THINGS were a bit different back in 1860. “Old Tom Morris had no concept of health and safety,” chuckled the Prestwick secretary Ken Goodwin as he gazed out on Morris’s 12-hole layout that’s been recreated to mark the 150th Open celebrations.

This particular course, used for that very first staging of golf’s most cherished championship in Ayrshire all those years ago, has more criss-crosses than the checks on auld Tom’s bunnet. With players mingling here and balls flying there, a box-ticking summary from some stern-faced, tut-tutting, clipboard-wielding risk assessment officer would probably put the course on a par with a beachhead under heavy mortar fire. “There’s a part of it we jokingly call ‘the killing zone’,” added Goodwin with a wry grin. But more about that later.

While July’s Open at St Andrews was the centrepiece of the R&A’s 150th festivities, this Monday, October 17, will mark the true anniversary of the championship’s birth in its Prestwick cradle.

On that autumnal day of "fitful sunshine" back in 1860, eight of the country’s best professionals – seven Scots and one Englishman – gathered for three birls around the 12-hole course to determine a successor to the late Allan Robertson, who was widely regarded as the best golfer on the planet.

Teeing off at high noon – Morris hit the first ba’ – they zipped through 24 holes, nipped to the Red Lion pub for lunch and a couple of libations, and returned for a final circuit of 12. The 36-holes were all done and dusted in a sprightly four-and-a-half hours. In those days, players didn’t undertake meticulous scrutiny of the yardage book or perform elaborate, pre-shot routines that resemble the mating rituals of the Greater Sage Grouse like they do now.

Nine years before that first championship, Old Tom had laid out the original Prestwick links in his own style. “He would look for good places to put greens and he’d take a bundle of feathers with him,” said Goodwin. “Once he’d found a good place, he’d put a feather in the ground. Then he’d wander off and find another place. Tom didn’t walk in straight lines. He criss-crossed. If there was a sand dune in the road it was up to the golfer to negotiate it. You either went over it or round it.

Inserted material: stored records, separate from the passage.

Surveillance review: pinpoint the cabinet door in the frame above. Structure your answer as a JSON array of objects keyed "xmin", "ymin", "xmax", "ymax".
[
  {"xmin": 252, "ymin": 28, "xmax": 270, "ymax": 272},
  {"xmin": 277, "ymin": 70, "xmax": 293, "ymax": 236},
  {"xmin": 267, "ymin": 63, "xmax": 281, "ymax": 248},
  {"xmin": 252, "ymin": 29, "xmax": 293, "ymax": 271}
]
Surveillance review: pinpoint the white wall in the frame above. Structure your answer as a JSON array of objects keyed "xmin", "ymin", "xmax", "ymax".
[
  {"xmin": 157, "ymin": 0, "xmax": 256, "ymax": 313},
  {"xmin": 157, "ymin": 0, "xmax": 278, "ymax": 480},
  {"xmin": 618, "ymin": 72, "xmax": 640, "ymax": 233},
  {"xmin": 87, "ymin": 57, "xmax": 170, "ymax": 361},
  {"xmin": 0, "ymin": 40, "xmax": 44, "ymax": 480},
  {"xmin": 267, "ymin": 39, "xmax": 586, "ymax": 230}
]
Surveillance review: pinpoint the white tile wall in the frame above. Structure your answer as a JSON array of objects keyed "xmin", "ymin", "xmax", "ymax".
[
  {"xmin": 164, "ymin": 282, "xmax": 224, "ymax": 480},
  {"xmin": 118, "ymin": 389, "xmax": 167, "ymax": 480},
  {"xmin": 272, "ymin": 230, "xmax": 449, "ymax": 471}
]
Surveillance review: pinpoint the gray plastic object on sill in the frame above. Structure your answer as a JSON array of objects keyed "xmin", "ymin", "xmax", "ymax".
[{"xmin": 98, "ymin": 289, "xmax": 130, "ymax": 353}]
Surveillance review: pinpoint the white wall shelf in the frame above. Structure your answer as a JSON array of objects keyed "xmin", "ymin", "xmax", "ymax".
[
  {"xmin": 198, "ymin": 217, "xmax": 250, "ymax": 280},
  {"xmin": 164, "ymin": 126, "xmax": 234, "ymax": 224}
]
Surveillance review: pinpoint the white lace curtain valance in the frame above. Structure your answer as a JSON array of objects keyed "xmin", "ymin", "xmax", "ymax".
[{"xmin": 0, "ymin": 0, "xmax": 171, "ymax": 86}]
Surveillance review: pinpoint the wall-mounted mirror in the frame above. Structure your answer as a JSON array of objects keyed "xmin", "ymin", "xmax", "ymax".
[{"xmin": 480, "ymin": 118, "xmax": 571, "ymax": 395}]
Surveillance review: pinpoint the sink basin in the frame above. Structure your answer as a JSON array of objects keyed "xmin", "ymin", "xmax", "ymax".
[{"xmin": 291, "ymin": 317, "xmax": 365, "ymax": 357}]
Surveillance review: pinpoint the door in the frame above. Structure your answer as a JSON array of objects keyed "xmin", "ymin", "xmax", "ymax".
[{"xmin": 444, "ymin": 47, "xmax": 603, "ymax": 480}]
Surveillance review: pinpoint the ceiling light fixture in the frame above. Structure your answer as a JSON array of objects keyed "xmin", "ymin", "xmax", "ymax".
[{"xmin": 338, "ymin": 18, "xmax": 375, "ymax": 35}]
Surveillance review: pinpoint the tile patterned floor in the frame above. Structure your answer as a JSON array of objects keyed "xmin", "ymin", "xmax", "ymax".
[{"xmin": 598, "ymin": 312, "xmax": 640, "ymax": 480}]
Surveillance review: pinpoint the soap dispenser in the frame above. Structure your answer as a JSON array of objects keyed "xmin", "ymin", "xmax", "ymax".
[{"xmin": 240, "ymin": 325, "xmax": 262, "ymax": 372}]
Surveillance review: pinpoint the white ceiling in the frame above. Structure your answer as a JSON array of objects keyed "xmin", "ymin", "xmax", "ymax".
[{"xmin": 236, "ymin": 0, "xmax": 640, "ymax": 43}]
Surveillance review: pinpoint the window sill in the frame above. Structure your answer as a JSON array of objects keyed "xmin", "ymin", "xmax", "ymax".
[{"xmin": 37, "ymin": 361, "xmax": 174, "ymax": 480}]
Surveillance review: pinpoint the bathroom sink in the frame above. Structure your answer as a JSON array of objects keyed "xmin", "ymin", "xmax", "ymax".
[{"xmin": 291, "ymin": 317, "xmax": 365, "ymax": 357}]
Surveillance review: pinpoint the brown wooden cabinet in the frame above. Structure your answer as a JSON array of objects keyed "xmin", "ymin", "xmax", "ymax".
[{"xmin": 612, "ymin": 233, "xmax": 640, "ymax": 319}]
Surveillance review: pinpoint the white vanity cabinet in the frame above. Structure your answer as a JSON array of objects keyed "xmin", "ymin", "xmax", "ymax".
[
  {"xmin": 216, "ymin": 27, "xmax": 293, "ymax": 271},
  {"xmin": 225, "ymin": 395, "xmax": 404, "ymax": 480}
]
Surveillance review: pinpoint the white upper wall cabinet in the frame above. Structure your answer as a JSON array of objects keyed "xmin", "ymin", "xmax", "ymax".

I’m not sure if it’s true but it’s suggested Old Tom had two shovels, a wheelbarrow and a navvy as his earth moving equipment.”

The current custodian of the links, head greenkeeper Dave Edmondson, had a bit more heavy machinery to work with as he set about reinstating five greens, shearing away long grasses and moulding special teeing areas to replicate the original routing of this treasured golfing antiquity. “Old Tom’s mantra was saund, saund and mair saund,” said Goodwin with a smile. “And given the amount of sand Dave put down, he’s obviously followed that too.”

To prevent players being clattered and battered by shots hurtling hither and yon, caddies and members have been trained up as walking marshals to usher groups safely around the course. They wear re-enforced caps, have walkie-talkies to keep abreast of movement and utilise high-tech neon torches flashing green or red to signal whether the coast is clear or not. What were we saying about that killing zone again?

“The most interesting hole is the sixth,” noted Goodwin of this eye-opening intersection. “If you stand on the tee, you have the first, the fifth and 12th crossing immediately in front of you. When you get further down you have the second, seventh, the ninth and the 10th to the side. When you get to the green you have the third hole. That’s just a flavour of it.”

Regular readers will be delighted to know, then, that your correspondent, armed with a hickory set of mashies, niblicks, jiggers and cleeks, emerged unscathed from this wonderfully quaint and quirky step back in golfing time. Well, not quite. On the first – a mighty 578-yarder where Old Tom’s son, the great Young Tom, made a quite astonishing three during The Open of 1870 – I thrashed, swiped, skittered and hoiked my way to a 10. It wasn’t the only double digit. All in all, I like to think I cobbled together a fairly solid round that was sullied by a solitary par.

It wasn’t a day for worrying about scoring, though. It was a day for wallowing in Prestwick’s glorious history.